No último ano, a carne bovina de segunda subiu 56%. Outros produtos, seguiram a tendência, como o feijão (50,9%), o arroz (41,2%) e o leite tipo C (21,3%) – ver arte. Outros produtos também passaram a pesar mais no bolso do consumidor juiz-forano, como no caso do pernil suíno sem osso (69,97%), alho (56,3%), óleo de soja (48,4%) e farinha de mandioca crua (42,46%).
Segundo a auxiliar de serviços gerais Sônia Fátima de Souza Mota, não se encontra mais pacotes de arroz de cinco quilos por menos de R$ 15 na cidade. A consumidora está sempre de olho nos preços dos produtos nos mercados e, para ela, eles continuam altos mesmo quando há promoções. “Eu costumava comprar o quilo do feijão por R$ 4, mas não tem mais.
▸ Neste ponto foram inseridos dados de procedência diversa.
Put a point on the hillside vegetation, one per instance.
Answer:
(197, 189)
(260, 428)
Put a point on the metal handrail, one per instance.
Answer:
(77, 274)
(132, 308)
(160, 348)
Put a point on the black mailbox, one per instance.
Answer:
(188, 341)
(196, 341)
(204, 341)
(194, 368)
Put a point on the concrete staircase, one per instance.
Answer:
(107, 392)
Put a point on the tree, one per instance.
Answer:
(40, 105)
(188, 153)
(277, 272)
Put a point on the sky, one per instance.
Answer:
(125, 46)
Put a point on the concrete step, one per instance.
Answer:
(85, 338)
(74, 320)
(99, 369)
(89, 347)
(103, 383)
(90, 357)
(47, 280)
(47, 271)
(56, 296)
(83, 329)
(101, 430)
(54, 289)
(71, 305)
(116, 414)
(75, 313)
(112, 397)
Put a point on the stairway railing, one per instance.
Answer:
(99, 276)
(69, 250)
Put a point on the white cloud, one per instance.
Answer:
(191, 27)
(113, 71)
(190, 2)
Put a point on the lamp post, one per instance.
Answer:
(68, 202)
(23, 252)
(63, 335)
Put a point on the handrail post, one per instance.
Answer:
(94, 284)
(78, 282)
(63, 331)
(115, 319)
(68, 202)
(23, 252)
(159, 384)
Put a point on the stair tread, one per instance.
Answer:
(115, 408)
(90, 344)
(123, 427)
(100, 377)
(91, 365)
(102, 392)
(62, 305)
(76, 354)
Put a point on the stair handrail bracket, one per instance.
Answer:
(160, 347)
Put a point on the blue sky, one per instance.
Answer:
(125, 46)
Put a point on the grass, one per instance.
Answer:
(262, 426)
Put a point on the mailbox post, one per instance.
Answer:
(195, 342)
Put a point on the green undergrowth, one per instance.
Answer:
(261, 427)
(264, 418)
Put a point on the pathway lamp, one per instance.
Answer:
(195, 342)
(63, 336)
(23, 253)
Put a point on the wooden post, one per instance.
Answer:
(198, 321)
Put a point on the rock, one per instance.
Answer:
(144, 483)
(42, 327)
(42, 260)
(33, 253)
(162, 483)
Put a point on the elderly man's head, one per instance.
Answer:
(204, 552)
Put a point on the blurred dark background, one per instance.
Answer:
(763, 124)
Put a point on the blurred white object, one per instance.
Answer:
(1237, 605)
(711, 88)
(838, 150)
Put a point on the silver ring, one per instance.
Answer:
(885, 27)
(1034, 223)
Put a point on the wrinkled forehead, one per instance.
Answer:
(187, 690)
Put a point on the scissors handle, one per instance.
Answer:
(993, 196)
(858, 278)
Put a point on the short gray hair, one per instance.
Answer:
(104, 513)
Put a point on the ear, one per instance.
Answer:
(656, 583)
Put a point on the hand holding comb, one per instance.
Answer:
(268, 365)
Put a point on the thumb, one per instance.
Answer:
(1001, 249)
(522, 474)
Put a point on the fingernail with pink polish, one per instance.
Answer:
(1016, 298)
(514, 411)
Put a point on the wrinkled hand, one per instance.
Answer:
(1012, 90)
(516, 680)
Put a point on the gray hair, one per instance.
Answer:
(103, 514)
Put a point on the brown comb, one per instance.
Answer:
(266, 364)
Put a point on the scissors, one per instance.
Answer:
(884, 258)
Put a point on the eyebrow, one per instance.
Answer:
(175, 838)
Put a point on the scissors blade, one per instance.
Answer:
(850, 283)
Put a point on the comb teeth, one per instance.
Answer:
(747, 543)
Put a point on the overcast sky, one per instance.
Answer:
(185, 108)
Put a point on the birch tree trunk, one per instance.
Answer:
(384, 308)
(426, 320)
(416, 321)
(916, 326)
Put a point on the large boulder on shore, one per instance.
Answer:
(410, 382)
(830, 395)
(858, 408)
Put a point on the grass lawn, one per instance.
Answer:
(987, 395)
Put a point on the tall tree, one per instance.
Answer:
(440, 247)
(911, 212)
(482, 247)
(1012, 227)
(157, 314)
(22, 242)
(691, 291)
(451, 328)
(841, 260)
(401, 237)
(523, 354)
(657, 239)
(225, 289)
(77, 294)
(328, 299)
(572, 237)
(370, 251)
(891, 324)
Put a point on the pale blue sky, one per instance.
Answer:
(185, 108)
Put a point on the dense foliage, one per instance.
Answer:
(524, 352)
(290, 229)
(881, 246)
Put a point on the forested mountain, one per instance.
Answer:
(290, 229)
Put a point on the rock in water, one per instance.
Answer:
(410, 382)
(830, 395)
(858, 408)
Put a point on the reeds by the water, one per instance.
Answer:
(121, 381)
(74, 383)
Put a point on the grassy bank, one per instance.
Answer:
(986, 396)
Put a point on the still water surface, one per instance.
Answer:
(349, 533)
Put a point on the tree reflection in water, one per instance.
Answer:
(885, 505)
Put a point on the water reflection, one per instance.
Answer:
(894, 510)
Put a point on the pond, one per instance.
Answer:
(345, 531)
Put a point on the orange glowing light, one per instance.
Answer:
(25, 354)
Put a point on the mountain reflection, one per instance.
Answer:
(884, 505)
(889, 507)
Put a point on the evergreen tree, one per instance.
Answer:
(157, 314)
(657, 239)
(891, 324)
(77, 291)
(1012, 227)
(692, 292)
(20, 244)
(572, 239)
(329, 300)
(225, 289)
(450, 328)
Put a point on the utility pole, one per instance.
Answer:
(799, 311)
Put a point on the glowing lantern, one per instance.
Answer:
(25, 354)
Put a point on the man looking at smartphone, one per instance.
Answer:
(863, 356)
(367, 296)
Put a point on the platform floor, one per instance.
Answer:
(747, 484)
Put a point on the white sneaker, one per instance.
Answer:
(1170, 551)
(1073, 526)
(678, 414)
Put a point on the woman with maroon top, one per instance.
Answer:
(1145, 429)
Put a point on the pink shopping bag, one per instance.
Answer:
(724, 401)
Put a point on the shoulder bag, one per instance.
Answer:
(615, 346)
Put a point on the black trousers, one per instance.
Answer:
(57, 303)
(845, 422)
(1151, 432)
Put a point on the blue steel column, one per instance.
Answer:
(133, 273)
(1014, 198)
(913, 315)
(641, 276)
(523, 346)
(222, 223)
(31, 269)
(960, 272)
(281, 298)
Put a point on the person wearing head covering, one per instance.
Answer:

O mais barato hoje, na oferta, está a R$ 6,49. O litro do óleo, que era R$ 2,79 na oferta, hoje está R$ 5,90. Tudo está caro”, comenta. “Antes ainda tinha umas promoções boas, mas agora não tem mais. De um mês para cá, o negócio ficou feio. Não adianta procurar em lugar nenhum.”
O cenário de Juiz de Fora é semelhante ao que ocorre em todo o Brasil, onde as famílias estão gastando mais com as refeições dentro de casa. O grupo alimentação e bebidas saiu de um ligeiro avanço de 0,01% em julho para uma elevação de 0,78% em agosto, dentro do Índice Nacional de Preços ao Consumidor Amplo (IPCA), divulgado pelo Instituto Brasileiro de Geografia e Estatística (IBGE). Em agosto, houve pressão dos preços de tomate (12,98%), leite longa vida (4,84%), frutas (3,37%), carnes (3,33%), óleo de soja (9,48%) e arroz (3,08%). O arroz, por exemplo, acumula alta de 19,25% este ano, avalia o IBGE.
Tradicional lei de oferta e procura explica elevações
Três fatores principais podem explicar a alta nos preços de alguns alimentos, de acordo com o economista e professor da Faculdade de Economia da Universidade Federal de Juiz de Fora (UFJF), Fernando Perobelli: período de entressafra, aumento na demanda e valor do dólar. A entressafra, entre março e setembro, quando há menor volume de chuvas no Brasil, impacta na produção e, consequentemente, nos preços de diversos produtos agrícolas da cesta básica. No caso do arroz, por exemplo, por ser um item o essencial na alimentação do brasileiro, o preço acaba sofrendo reajuste. Além da baixa oferta, um crescimento na demanda também influenciou os valores. Com a pandemia do coronavírus, as pessoas passaram mais tempo em suas casas no regime de isolamento social, levando a um aumento no consumo de alimentos.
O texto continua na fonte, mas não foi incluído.